Le nombre des volumes assemblés au cours des ans approche 270 : c'est l'équivalent de la bibliothèque de Charles d'Orléans (mort en 1465), et deux fois la bibliothèque du roi René (mort en 1481). C'est aussi la plus importante collection ecclésiastique française (privée) connue de la seconde moitié du XVe siècle, si on excepte, dans un univers culturel différent, pénétré par les influences flamandes, celle du chanoine de Saint-Omer, Jacques de Houchin (mort en 1480).

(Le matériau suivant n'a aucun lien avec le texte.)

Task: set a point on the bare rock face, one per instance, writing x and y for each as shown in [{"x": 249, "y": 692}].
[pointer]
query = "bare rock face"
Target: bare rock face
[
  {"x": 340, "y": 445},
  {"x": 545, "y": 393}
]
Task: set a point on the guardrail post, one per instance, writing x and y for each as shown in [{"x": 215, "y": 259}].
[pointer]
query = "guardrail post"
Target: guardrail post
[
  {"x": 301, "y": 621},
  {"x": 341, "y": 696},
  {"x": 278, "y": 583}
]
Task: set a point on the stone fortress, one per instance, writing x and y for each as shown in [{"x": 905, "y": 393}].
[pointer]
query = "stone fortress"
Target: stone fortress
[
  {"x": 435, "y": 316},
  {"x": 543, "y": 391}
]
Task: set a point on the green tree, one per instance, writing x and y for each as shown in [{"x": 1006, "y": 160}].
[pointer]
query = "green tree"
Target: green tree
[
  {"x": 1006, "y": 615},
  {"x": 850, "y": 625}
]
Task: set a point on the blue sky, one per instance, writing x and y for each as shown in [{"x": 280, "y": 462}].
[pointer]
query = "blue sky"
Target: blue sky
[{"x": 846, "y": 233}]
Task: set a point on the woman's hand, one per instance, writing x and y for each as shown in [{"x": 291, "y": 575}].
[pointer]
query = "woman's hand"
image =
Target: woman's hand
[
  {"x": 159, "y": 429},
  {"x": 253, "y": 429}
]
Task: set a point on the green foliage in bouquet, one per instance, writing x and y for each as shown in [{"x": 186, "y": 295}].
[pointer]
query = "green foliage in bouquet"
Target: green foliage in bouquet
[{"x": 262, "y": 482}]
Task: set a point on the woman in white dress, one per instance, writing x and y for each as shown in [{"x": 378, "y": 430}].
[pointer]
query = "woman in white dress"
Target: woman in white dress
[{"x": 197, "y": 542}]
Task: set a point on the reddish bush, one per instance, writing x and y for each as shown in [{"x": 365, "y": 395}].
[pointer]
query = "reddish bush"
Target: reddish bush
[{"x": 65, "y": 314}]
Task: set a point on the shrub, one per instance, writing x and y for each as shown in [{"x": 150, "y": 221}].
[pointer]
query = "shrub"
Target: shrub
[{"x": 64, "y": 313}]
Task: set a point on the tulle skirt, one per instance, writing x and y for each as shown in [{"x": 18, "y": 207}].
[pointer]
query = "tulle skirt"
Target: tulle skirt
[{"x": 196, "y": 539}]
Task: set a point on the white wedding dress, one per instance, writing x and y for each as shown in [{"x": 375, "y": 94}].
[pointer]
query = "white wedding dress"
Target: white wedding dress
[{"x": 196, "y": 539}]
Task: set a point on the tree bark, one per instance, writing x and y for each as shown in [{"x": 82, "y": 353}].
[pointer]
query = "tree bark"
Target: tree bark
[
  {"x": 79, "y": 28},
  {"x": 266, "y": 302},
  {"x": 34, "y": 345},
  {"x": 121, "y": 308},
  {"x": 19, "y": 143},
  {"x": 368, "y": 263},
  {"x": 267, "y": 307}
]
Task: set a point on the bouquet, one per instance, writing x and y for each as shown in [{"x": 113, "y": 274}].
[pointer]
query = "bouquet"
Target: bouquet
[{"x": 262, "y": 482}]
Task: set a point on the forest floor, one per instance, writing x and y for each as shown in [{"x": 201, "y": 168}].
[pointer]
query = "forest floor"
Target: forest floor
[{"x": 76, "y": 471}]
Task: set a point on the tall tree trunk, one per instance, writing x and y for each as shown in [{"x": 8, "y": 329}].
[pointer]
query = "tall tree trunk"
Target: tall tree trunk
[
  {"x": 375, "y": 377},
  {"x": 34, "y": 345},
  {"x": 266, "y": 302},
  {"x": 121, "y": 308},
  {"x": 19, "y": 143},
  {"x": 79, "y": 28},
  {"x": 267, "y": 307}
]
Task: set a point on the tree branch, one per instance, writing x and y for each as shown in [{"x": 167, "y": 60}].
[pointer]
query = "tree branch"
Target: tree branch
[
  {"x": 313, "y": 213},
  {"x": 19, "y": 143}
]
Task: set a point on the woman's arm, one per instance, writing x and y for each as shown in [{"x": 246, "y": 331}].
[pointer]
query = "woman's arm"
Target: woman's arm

Divisé en huit sections - grammaire, logique, philosophie, rhétorique et poésie, médecine, droit civil, droit canon, théologie -, elles-mêmes suivies de trois blocs thématiques dépourvus d'étiquette, mais nettement distincts - livres liturgiques, documents et livres de chancellerie, textes littéraires en langue vernaculaire - entre lesquels ont été ventilés des volumes dont le contenu ne s'accordait pas au cadre précédemment délimité, le catalogue de Roger Benoiton reflète une typologie du savoir héritée de la division des disciplines universitaires. S'il présente quelque originalité par rapport à des documents comparables émanant de particuliers - fort rares au demeurant -, c'est autant, semble-t-il, par la prise en compte d'une catégorie spécifique « logique » que par l'absence d'une catégorie « histoire », qui serait restée vide. Ce n'est pas que l'histoire soit absente des préoccupations de Benoiton, simplement elle n'est pas retenue comme catégorie parce que ce chanoine est profondément tributaire d'une formation « scolaire » et classique et qu'il ressent encore cette discipline comme une partie de la rhétorique et de la poésie. L'étude du catalogue permet donc de faire apparaître les intérêts intellectuels de Benoiton et leur évolution. À l'évidence, la bibliothèque de Roger Benoiton n'est pas celle d'un homme de cabinet : c'est celle d'un homme d'action ou plutôt, s'agissant d'un homme d'Église, d'un adepte de la vie active, dont les livres ont pu nourri la réflexion et guider l'action.

 

La bibliothèque des Pithou

Relater l'histoire de la bibliothèque des Pithou, c'est évoquer les relations affectueuses avec les frères, Pierre, François et Nicolas (Nicole), comme avec les érudits, leurs familiers, Jacques-Auguste de Thou ou Pierre Dupuy. Le fondateur de cette lignée d'humanistes, Pierre Ier Pithou (1497-1554) descendait d'une famille de Basse-Normandie. Bien que ni l'époque ni l'environnement ne lui aient été favorables, Pierre Ier Pithou s'emploie à recueillir des manuscrits de l'Antiquité que Pierre II prend soin d'éditer, et il collectionne aussi les anciennes inscriptions. En même temps qu'il élève ses huit enfants dans le goût de l'Antiquité grecque et latine, Pierre Ier Pithou les entraîne dans la Réforme, à laquelle restent fidèles ses fils aînés Jean et Nicole ainsi que ses filles et leurs maris, tandis que Pierre II et François reviennent au catholicisme respectivement en 1573 et 1576. La bibliothèque du père est sauvegardée pendant les troubles des guerres civiles grâce aux deux aînés, Jean et Nicole. L'aîné Jean hérite des livres qu'il lègue ensuite en 1602 à François.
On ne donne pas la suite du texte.